Assessments, preventative measures curb falls
When it comes to reducing falls in long-term care homes, identifying residents who are most at risk and using preventative measures are the keys to success, say management staff.
According to Statistics Canada, falls account for two-thirds of injuries which limit mobility and activities for Canadians. Nearly 14,000 Canadians die as the result of falls every year.
Liz Richardson, assistant director of care at Leacock Care Centre in Orillia, says the Jarlette Health Services-owned long-term care home has many preventative measures in place to help reduce the risk of residents falling.
Two-person lifts, chair alarms, bed alarms, ensuring that residents have proper footwear and checking on residents as often as possible are some of the basic measures undertaken by staff members.
These practices have improved the quality of life for residents, Richardson notes.
“Our falls have leveled, or even gone down, and it’s just from doing the basic stuff,” she says.
Additionally, Leacock Care Centre performs assessments on residents every three months to determine risk levels. This is vital, says Richardson, because a resident’s risk level can change in little time.
Like Leacock Care Centre, Rosebridge Manor in Jasper has frequent evaluations on residents to identify those most at risk of falling.
A resident’s cognitive and physical abilities are examined. Any person taking more than five medications is automatically considered high risk, notes Nancy Unsworth, the OMNI Health Care-owned long-term care home’s director of care.

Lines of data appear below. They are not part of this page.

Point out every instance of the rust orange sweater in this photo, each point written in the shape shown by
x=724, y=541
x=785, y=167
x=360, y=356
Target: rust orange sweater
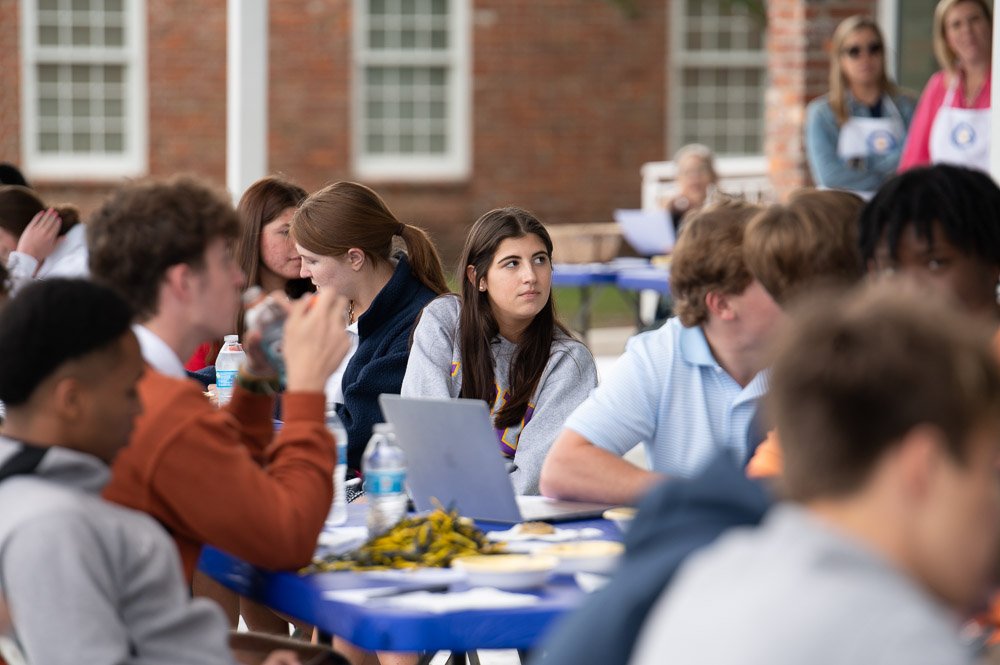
x=214, y=476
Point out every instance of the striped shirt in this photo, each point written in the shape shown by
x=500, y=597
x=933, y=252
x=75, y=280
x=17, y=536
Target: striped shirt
x=668, y=391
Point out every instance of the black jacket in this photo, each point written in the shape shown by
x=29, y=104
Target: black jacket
x=379, y=363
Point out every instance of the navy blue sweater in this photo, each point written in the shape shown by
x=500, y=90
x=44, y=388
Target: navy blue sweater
x=379, y=363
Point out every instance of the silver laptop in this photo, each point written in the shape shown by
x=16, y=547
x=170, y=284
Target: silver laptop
x=452, y=455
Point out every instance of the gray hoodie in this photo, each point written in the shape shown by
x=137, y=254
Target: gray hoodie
x=434, y=369
x=87, y=581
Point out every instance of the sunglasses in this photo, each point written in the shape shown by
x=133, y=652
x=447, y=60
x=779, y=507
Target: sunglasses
x=855, y=52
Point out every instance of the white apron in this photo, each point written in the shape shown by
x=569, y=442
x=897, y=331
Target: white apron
x=960, y=136
x=862, y=137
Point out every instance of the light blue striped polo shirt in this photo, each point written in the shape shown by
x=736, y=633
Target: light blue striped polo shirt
x=668, y=391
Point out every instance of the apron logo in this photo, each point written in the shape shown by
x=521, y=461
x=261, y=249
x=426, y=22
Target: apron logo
x=881, y=141
x=963, y=136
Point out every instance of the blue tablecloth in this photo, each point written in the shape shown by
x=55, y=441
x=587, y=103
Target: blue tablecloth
x=639, y=279
x=377, y=627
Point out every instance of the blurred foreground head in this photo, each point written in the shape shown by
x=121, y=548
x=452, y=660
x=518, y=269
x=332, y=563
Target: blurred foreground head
x=69, y=365
x=939, y=226
x=890, y=400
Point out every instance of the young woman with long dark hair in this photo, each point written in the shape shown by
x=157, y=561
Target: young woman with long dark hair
x=501, y=342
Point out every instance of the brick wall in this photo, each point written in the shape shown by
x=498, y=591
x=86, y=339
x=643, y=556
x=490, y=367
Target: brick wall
x=799, y=33
x=568, y=101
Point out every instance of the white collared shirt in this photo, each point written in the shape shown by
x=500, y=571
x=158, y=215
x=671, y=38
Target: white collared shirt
x=158, y=353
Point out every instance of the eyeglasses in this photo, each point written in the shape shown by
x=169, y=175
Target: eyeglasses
x=855, y=52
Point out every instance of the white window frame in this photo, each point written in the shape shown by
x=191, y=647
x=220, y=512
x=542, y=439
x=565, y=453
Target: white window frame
x=134, y=161
x=681, y=59
x=888, y=21
x=456, y=163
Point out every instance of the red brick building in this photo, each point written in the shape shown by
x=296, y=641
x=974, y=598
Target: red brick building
x=446, y=107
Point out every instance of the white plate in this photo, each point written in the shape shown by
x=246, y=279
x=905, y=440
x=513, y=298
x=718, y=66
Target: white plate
x=510, y=572
x=587, y=556
x=622, y=517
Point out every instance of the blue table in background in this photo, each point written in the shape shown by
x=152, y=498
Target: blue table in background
x=378, y=627
x=645, y=278
x=586, y=276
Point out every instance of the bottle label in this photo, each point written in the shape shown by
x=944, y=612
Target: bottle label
x=224, y=378
x=381, y=483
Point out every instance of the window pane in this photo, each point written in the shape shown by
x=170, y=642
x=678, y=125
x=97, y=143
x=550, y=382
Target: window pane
x=114, y=142
x=81, y=108
x=48, y=142
x=80, y=74
x=81, y=142
x=81, y=35
x=48, y=74
x=406, y=106
x=48, y=35
x=114, y=36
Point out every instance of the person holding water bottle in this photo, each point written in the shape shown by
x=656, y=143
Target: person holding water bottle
x=345, y=234
x=215, y=476
x=952, y=121
x=855, y=132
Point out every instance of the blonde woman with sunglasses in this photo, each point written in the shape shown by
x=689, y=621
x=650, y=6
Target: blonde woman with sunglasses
x=952, y=122
x=855, y=133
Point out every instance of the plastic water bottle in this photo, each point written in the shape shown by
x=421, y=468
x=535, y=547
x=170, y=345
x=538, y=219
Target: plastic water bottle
x=338, y=509
x=227, y=365
x=384, y=466
x=267, y=316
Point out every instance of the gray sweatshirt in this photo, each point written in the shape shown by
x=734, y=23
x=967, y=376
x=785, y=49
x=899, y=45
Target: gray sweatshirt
x=434, y=369
x=88, y=581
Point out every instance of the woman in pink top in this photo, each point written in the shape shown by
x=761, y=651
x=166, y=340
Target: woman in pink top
x=952, y=121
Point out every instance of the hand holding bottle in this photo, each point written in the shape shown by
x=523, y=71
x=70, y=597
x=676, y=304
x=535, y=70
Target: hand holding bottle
x=315, y=341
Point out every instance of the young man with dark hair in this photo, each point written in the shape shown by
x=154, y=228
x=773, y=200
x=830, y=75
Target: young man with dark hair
x=86, y=581
x=688, y=390
x=217, y=476
x=893, y=520
x=939, y=225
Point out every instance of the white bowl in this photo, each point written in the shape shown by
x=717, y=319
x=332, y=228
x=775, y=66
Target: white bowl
x=586, y=556
x=511, y=572
x=621, y=516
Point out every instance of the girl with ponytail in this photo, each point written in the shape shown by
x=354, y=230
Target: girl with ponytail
x=39, y=241
x=347, y=238
x=501, y=342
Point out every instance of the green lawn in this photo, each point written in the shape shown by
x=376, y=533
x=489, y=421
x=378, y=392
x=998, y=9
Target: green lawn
x=609, y=306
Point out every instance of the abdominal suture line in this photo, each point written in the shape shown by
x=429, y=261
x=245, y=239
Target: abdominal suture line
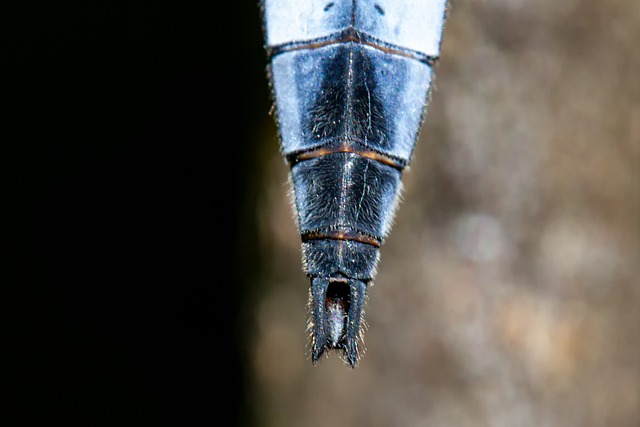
x=369, y=154
x=353, y=35
x=341, y=234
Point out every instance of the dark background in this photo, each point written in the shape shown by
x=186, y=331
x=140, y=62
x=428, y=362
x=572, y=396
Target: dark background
x=126, y=222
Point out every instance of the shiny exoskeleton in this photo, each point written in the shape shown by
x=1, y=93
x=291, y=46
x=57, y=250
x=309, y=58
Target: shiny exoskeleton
x=351, y=80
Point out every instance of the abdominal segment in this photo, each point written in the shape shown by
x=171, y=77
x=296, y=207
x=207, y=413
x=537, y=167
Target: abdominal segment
x=348, y=116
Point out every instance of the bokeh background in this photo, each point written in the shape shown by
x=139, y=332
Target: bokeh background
x=508, y=292
x=151, y=270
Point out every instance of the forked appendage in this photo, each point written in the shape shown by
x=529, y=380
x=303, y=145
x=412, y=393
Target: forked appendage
x=337, y=310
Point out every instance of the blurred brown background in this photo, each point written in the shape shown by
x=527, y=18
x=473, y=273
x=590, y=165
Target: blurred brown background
x=507, y=292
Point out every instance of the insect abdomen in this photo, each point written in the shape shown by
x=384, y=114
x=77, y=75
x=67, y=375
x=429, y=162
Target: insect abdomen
x=349, y=105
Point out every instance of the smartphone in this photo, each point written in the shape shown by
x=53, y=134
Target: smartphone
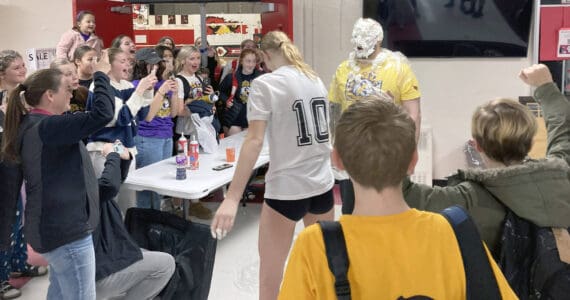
x=222, y=167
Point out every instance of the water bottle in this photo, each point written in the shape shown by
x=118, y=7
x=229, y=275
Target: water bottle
x=181, y=161
x=183, y=145
x=180, y=166
x=193, y=154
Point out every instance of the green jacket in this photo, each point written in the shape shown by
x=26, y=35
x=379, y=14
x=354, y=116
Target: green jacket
x=537, y=190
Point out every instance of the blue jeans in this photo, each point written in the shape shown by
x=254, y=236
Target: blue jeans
x=72, y=270
x=14, y=259
x=149, y=151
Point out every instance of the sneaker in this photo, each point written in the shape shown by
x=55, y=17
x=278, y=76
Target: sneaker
x=30, y=271
x=249, y=195
x=200, y=211
x=7, y=291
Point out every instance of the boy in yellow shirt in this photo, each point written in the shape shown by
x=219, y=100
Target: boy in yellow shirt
x=371, y=72
x=394, y=251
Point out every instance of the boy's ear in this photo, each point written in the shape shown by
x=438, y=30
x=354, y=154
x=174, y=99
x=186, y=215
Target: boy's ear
x=413, y=162
x=477, y=146
x=337, y=162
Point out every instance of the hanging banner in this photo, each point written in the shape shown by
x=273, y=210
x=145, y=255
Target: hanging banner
x=563, y=43
x=39, y=58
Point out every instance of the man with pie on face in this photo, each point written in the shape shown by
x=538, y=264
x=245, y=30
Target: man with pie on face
x=371, y=72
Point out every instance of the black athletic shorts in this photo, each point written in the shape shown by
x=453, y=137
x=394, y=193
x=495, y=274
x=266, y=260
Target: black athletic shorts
x=295, y=210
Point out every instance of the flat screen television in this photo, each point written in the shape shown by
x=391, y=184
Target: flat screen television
x=454, y=28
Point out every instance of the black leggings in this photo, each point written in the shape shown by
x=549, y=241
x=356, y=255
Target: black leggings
x=295, y=210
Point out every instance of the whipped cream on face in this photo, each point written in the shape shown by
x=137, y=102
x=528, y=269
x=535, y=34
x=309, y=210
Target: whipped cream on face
x=366, y=34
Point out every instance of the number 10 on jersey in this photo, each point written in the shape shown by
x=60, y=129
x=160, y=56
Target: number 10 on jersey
x=320, y=125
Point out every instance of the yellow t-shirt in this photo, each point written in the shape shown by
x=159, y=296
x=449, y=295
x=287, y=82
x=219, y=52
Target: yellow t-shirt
x=414, y=253
x=392, y=75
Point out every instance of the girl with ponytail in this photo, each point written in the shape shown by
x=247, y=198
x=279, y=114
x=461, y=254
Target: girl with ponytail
x=62, y=192
x=290, y=104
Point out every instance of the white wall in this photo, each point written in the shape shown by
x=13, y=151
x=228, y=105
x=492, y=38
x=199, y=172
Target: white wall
x=451, y=88
x=33, y=23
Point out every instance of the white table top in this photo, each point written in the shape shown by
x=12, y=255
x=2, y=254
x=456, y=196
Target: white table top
x=160, y=177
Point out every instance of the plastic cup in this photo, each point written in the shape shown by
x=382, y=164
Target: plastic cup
x=230, y=154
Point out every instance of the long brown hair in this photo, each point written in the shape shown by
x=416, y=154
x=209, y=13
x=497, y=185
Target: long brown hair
x=30, y=91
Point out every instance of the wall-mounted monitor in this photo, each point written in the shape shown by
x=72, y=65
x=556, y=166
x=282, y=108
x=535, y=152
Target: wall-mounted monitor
x=454, y=28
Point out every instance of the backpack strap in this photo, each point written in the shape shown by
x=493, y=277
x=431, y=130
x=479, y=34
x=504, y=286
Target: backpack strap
x=337, y=257
x=480, y=279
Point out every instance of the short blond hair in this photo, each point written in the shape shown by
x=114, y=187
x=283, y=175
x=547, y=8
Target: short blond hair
x=182, y=55
x=279, y=42
x=504, y=129
x=375, y=140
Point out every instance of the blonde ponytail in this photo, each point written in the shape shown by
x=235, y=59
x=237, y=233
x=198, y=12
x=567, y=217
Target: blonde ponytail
x=278, y=41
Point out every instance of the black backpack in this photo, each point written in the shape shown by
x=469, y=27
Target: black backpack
x=190, y=243
x=530, y=260
x=479, y=276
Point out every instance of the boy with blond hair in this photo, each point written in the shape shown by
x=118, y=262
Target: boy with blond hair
x=394, y=252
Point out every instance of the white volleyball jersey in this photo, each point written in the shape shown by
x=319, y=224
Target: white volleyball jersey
x=296, y=109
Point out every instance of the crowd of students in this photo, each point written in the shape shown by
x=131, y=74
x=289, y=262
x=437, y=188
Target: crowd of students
x=72, y=132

Once residents who are most at risk of having a fall have been identified, physiotherapists conduct an assessment to determine how far they can lean without having to step forward. This gauges an individual’s ability to regain their composure if they lose their balance.
Upon completion of the assessment, staff members create a care plan for the resident.
Often, this care plan involves staff members closely monitoring residents’ activities to ensure they enjoy a high quality of life while at a low risk of injuring themselves.
Rosebridge Manor, she points out, uses a “multidisciplinary approach” involving several people when creating ways to reduce a resident’s risk of falling while ensuring they maintain a high quality of life at the home.
And ensuring a high quality of life means limiting the use of restraints.
“Any restraints have to have a physician’s order and family consent, so you’re really involving everyone right from the get-go, including the resident,” says Unsworth.